Kulihat, kudengar dan kurasakan

Seperti biasa secangkir kopi dan sebatang rokok. Ku lewati malam ini dengan pertanyaan yang selalu aku tak mampu untuk menjawabnya. ”adakah rasa untukku untuk esok hari?"
Aku tak tau harus mengawali jawaban pertanyaaku itu dari mana! Sampai saat ini pertanyaan itu seperti sindrom yang membuatku sesak setiap pertanya itu muncul di kepalaku.
Puluhan batang rokok yang menggunung menghiasi asbak di pojok kamarku yang kuhisap malam ini. Demikian juga dengan berpuluh-puluh lubang yang mulai setia dengan paru-paruku. Entahlah bagiku rokok adalah sahabat bagi kesendirianku.

Aku mencoba melawan sisa-sisa dingin hujan sore tadi.
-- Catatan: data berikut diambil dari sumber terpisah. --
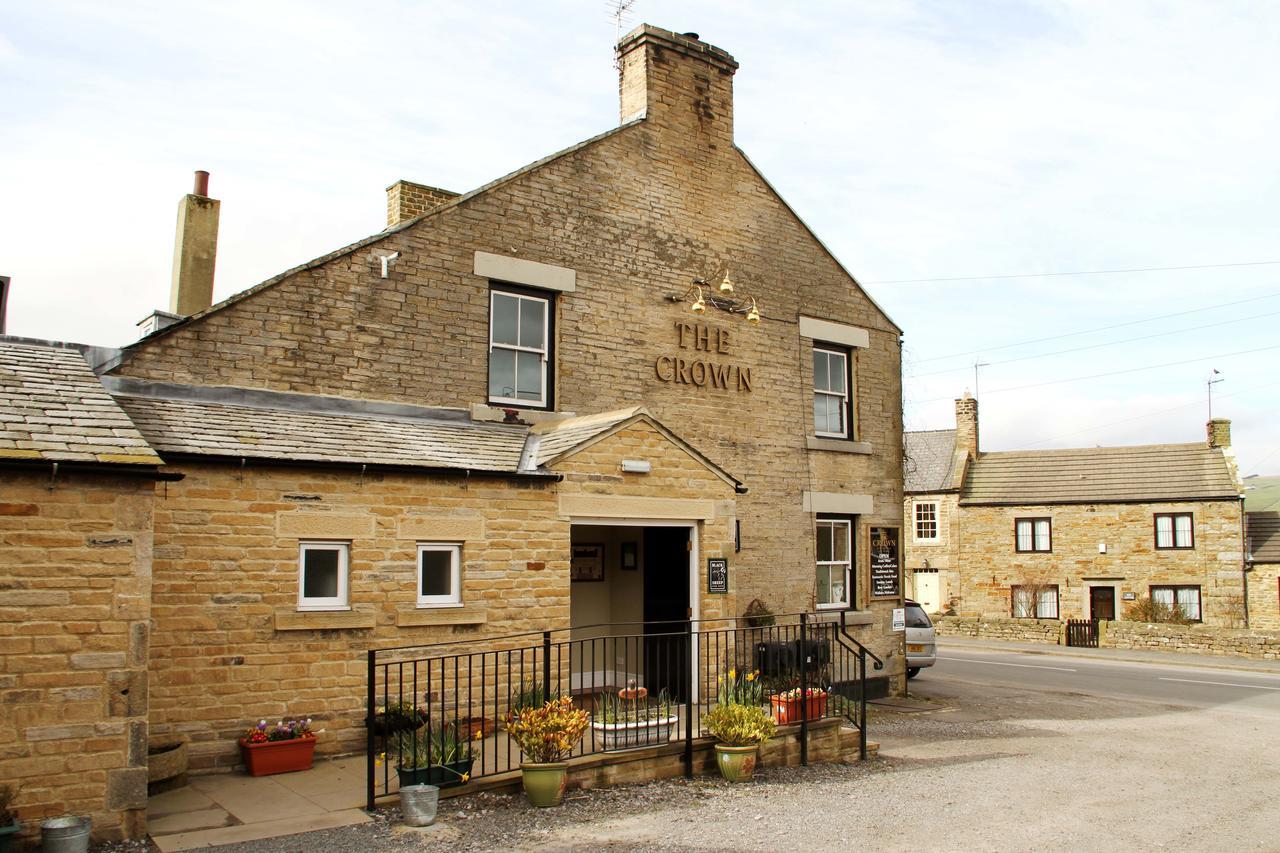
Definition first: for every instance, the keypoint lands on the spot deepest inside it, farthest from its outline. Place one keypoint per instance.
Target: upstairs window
(1033, 534)
(1174, 530)
(439, 575)
(520, 351)
(927, 521)
(323, 575)
(831, 396)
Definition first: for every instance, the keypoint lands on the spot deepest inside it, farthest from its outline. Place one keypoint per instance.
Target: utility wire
(1084, 272)
(1101, 328)
(1114, 373)
(1097, 346)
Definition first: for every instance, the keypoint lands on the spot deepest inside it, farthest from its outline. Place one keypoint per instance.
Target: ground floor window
(439, 574)
(835, 562)
(1034, 601)
(1184, 598)
(323, 575)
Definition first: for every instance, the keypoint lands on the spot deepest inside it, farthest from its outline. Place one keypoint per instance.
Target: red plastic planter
(278, 756)
(789, 710)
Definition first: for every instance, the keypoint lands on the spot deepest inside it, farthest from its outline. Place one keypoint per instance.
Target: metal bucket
(419, 804)
(65, 835)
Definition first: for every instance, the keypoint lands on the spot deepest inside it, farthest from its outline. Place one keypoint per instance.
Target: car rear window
(917, 617)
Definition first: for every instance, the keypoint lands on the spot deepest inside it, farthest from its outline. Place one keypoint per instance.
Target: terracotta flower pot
(277, 756)
(544, 784)
(736, 763)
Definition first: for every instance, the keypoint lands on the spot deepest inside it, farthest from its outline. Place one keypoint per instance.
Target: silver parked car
(922, 647)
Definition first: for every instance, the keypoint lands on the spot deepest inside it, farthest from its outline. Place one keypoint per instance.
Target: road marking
(1253, 687)
(1025, 666)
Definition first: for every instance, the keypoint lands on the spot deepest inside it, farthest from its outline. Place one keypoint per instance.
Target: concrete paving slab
(292, 825)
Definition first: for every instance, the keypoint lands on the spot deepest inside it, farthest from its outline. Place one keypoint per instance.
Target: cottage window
(1184, 598)
(835, 562)
(439, 575)
(323, 575)
(520, 354)
(1033, 534)
(927, 521)
(831, 395)
(1034, 602)
(1174, 530)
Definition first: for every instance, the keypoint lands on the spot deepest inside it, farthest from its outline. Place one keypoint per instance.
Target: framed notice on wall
(586, 562)
(886, 565)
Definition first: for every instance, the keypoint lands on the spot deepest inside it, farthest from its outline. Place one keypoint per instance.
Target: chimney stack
(195, 251)
(680, 83)
(1219, 432)
(967, 424)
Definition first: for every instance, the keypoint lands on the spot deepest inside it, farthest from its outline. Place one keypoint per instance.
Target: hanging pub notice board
(886, 566)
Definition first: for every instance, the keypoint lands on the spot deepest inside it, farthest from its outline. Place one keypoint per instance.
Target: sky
(992, 147)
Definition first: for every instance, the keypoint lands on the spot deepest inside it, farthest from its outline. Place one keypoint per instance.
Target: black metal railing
(435, 712)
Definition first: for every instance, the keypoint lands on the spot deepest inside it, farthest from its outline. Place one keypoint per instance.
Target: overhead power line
(1101, 328)
(1083, 272)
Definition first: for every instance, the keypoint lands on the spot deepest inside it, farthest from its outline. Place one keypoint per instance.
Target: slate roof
(53, 407)
(1100, 475)
(1264, 532)
(236, 430)
(927, 460)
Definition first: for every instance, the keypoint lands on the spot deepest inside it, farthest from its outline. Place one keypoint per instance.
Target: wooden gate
(1082, 633)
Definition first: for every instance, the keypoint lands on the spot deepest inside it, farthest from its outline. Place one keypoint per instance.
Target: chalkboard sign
(886, 569)
(717, 575)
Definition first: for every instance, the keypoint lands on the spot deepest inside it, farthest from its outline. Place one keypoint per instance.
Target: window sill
(321, 620)
(839, 446)
(456, 615)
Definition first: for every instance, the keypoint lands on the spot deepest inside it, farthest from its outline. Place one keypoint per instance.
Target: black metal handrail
(643, 682)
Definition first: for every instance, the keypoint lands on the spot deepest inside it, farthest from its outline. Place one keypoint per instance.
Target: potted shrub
(630, 719)
(286, 747)
(787, 705)
(739, 729)
(9, 824)
(434, 756)
(545, 737)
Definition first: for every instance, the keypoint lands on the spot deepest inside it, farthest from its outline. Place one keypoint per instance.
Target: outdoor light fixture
(700, 293)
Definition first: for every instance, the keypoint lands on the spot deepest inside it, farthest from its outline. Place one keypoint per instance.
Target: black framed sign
(717, 576)
(886, 565)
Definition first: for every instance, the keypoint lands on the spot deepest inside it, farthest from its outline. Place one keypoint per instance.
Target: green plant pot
(736, 763)
(544, 784)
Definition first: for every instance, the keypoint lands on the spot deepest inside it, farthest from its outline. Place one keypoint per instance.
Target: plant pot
(8, 834)
(439, 775)
(636, 733)
(277, 756)
(544, 784)
(789, 710)
(736, 763)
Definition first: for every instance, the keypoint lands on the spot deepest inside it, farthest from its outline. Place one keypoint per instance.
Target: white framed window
(835, 562)
(520, 334)
(1033, 534)
(439, 575)
(927, 521)
(1034, 602)
(323, 575)
(1174, 532)
(831, 392)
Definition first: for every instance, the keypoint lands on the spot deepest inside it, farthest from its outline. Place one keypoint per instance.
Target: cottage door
(1102, 602)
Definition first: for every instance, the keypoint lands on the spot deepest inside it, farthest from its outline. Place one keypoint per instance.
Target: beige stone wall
(636, 215)
(74, 607)
(990, 565)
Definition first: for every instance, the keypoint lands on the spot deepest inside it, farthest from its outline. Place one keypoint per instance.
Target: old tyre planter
(278, 756)
(736, 763)
(544, 784)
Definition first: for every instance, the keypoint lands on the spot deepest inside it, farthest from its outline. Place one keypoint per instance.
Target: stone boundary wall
(1193, 639)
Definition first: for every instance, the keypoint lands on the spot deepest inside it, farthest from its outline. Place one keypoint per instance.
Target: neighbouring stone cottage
(1073, 533)
(403, 441)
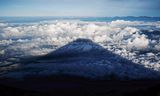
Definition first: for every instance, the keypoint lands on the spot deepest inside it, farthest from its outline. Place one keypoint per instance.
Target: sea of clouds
(134, 40)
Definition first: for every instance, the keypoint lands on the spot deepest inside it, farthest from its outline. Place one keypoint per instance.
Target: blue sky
(79, 7)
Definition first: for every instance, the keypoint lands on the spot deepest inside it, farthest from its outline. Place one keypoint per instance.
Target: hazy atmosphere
(79, 8)
(79, 47)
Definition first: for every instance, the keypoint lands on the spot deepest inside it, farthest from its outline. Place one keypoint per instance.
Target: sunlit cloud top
(79, 7)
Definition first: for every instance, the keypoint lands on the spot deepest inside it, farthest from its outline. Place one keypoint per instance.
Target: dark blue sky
(79, 7)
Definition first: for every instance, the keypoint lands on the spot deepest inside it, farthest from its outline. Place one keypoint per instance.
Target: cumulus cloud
(121, 37)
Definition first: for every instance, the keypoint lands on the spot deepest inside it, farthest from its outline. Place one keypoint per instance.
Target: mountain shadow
(81, 68)
(84, 57)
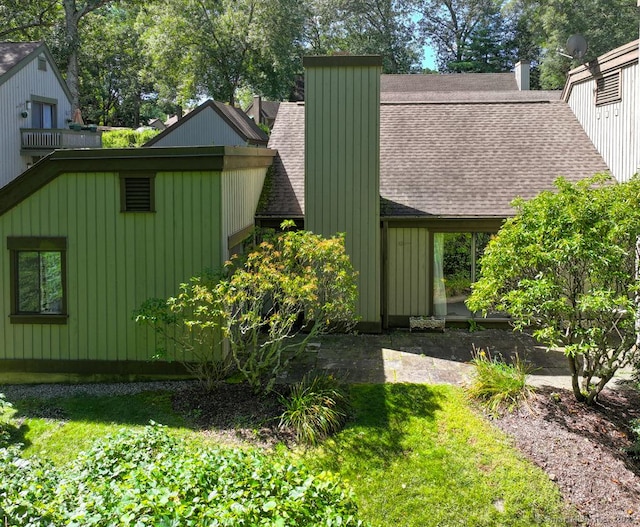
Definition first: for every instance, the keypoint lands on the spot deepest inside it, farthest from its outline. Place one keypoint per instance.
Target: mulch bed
(584, 450)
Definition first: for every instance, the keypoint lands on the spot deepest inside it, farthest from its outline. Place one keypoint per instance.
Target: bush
(565, 268)
(149, 478)
(5, 421)
(498, 385)
(127, 138)
(315, 408)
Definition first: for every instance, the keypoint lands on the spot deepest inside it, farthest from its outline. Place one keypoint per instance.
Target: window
(137, 193)
(43, 115)
(608, 89)
(38, 280)
(456, 265)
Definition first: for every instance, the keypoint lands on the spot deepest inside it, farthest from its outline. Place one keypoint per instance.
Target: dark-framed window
(137, 192)
(38, 284)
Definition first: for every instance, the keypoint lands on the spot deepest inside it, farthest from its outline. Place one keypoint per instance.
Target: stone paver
(416, 357)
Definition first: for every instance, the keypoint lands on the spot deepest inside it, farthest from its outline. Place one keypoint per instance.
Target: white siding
(611, 127)
(14, 93)
(240, 193)
(206, 128)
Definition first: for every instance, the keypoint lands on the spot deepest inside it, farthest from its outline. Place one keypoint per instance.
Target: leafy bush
(565, 267)
(149, 478)
(127, 138)
(499, 385)
(5, 421)
(315, 408)
(292, 281)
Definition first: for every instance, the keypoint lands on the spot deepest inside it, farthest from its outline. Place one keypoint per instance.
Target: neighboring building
(417, 182)
(263, 112)
(89, 235)
(603, 94)
(211, 124)
(35, 109)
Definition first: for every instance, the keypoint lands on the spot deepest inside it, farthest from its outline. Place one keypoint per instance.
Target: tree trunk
(72, 44)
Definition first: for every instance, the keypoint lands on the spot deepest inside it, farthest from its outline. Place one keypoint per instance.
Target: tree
(215, 47)
(453, 25)
(606, 24)
(293, 281)
(384, 27)
(565, 268)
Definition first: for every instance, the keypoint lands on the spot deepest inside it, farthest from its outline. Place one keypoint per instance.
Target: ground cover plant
(148, 477)
(413, 454)
(565, 268)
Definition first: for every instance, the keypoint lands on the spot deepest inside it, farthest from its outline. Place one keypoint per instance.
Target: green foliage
(565, 267)
(293, 281)
(127, 138)
(418, 455)
(316, 408)
(497, 384)
(5, 421)
(149, 478)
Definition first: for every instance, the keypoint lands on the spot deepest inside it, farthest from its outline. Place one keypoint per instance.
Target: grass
(414, 455)
(418, 456)
(498, 385)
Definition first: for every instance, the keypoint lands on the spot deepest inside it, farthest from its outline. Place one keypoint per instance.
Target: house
(417, 178)
(88, 235)
(263, 112)
(211, 123)
(35, 109)
(603, 94)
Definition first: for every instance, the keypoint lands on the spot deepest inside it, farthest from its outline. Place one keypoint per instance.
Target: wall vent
(137, 193)
(608, 89)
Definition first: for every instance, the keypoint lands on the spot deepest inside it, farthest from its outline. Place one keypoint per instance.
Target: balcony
(41, 141)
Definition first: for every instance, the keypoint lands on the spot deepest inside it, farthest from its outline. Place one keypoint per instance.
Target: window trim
(603, 98)
(16, 244)
(151, 176)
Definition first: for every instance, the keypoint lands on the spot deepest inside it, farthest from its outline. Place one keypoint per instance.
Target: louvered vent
(137, 194)
(608, 89)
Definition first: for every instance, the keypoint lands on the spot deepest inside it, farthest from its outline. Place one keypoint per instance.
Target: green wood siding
(240, 190)
(342, 166)
(115, 260)
(408, 276)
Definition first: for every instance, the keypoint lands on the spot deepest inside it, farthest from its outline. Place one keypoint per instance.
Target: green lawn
(414, 454)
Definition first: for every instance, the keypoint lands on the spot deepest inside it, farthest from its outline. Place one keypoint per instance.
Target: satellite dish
(576, 46)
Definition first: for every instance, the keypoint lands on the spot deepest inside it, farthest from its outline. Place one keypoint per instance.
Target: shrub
(315, 408)
(126, 138)
(293, 281)
(498, 385)
(5, 421)
(565, 267)
(149, 478)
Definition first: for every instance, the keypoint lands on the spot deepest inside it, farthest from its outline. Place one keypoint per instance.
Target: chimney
(342, 165)
(522, 75)
(257, 109)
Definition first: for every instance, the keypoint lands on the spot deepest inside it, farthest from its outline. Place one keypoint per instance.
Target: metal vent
(608, 89)
(138, 194)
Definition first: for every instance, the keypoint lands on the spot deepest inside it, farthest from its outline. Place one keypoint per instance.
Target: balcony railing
(52, 139)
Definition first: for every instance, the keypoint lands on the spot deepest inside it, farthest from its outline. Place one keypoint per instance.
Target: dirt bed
(585, 451)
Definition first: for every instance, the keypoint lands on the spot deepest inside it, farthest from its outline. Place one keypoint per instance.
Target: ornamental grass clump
(497, 385)
(315, 408)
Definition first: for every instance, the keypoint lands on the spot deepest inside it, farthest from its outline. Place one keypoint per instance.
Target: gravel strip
(15, 392)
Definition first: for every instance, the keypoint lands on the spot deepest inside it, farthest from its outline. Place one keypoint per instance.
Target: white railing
(52, 139)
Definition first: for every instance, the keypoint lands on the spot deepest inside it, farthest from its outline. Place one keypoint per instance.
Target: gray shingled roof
(449, 159)
(233, 116)
(11, 53)
(449, 82)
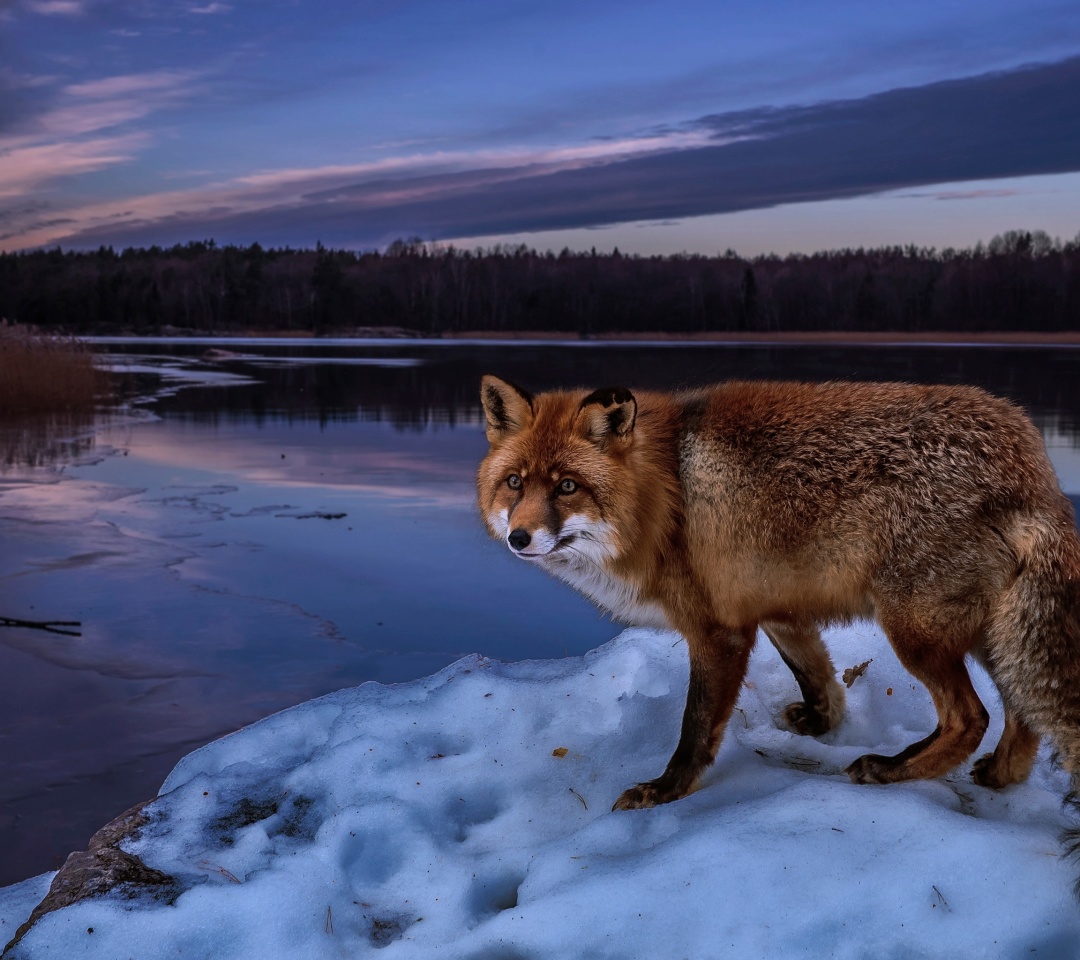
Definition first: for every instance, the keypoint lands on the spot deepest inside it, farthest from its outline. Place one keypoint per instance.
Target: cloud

Masih saja aku berpeluk lutut disini, disudut pembaringan di depan jendela kamarku yang kusennya sudah mulai melapuk. Perlahan aku bringsut dan membaringkan tubuhku, menarik selimut hingga ke dagu. Semoga Tuhan masih berbaik hati malam ini, dan mempertemukan kita, meski hanya sebatas mimpi.

Kehidupanku seperti angin yang tak dapat kulihat bentuk dan rupanya, karena sampai sekarang ini aku belum melihat titik kemana kaki hidupku akan melangkah, setidaknya aku masih bisa berharap dan bercita-cita agar hidupku bermakna, paling tidak untuk diriku sendiri terlebih orang-orang yang berada si sekitarku.
Aku tak tahu lagi dengan kalimat yang bagaimana kulukiskan perasaanku saat ini, kebimbangan, kebingungan, entah perasaan apa lagi yang menari-nari di kepalaku yang cabul ini.
Inikah hidup?’ entahlah, kebingungan ini telah menjelma seperti sebuah jam dinding? Yang aku tak tahu kapan itu akan melambat dan mati. Apakah aku akan ikut seperti itu?
Hidupku menyerupai sebuah gambaran kaum kelas jelata di masa penjajahan belanda, atau di masa kerajaan-kerajaan. Hidup yang selalu monoton, atau pada syair-syair yang berisi tentang kesedihan proletarier (kaum bawah) yang dimarginalkan dipinggirkan) oleh nasib, yang tercipta oleh kebodohannya sendiri.
Tubuhku adalah terjemahan dari sebuah hikayat kemanusiaan yang memiliki sebuah kisah tentang perjalanan cinta, sayap-sayap ingatanku masih menyisakan sosok manusia masa kini yang menjunjung tinggi kesetiaan.

Sudah gilakah aku?
Entah,... kucoba merebahkan tubuh yang mulai penatku diatas tempat tidurku. Mencoba bernegosiasi dengan pikiran untuk melupakan peristiwa-peristiwa yang terjadi beberapa hari ini.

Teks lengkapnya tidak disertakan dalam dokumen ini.